The Techstars accelerator in the United States highlighted Gelatex as a potential investor for their objective to democratise cell-cultured meat products. Change Ventures and Crosslight Partners led the funding round, which will be utilised to further develop the technology underlying their lab-manufactured meat, making affordable cell-cultured beef a reality.

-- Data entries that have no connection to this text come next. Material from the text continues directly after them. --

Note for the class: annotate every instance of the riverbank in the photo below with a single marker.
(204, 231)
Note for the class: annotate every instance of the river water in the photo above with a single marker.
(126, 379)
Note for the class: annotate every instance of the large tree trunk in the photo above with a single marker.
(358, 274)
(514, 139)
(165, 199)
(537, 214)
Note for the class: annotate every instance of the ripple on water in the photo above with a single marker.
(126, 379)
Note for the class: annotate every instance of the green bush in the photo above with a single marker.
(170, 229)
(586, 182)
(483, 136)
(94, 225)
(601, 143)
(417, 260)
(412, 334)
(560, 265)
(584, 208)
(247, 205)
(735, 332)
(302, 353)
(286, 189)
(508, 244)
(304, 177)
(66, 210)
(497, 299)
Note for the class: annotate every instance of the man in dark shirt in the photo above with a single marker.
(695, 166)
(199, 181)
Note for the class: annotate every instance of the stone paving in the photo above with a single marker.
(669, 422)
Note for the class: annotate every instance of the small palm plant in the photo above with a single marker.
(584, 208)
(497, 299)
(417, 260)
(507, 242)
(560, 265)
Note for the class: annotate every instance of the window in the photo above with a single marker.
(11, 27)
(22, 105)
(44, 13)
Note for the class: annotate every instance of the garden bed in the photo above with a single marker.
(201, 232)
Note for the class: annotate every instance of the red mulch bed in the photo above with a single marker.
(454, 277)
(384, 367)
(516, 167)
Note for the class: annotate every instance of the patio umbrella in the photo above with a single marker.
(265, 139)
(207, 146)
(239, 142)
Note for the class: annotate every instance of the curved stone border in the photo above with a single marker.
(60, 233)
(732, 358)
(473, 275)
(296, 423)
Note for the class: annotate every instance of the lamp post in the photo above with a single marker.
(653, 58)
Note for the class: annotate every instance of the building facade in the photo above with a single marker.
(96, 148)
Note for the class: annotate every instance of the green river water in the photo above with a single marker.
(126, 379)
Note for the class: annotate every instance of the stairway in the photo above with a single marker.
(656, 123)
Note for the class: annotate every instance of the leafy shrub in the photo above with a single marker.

Gelatex, which was launched in 2016, claims to have discovered a way to reduce the cost of creating cell-cultured beef products by 90%.
Cultivated Meat Scaffolds
The company claims to be selling scaffolds — sheets manufactured from nanofibrous materials such as soy protein that offer structural support for cell growth — to other companies so they may make their own meat.
This scaffolding gives a structure for animal-derived cells to maintain their stability. It’s critical that meat developed in this way has a structure so that the final result works to a high standard, as people anticipate, rather than merely a protein-rich goo.
The funding will allow the start-up to expand its manufacturing capacity, lowering the cost of nanofibrous materials and, as a result, the cost of making cultured meats.
Märt-Erik Martens, CEO of Gelatex, said, “Today, thanks to our technology, we can easily make nanofibrous scaffolds for less than 1000 €/kg.” If we stick to our goals and continue to scale our technology, it will only cost 40 euros in less than 5 years. In fewer than ten years, you’ll have spent 20 euros. This equates to less than a euro of scaffolding per kilogramme of meat. Because of our technique, these high-performance materials have never been more accessible than they are now.”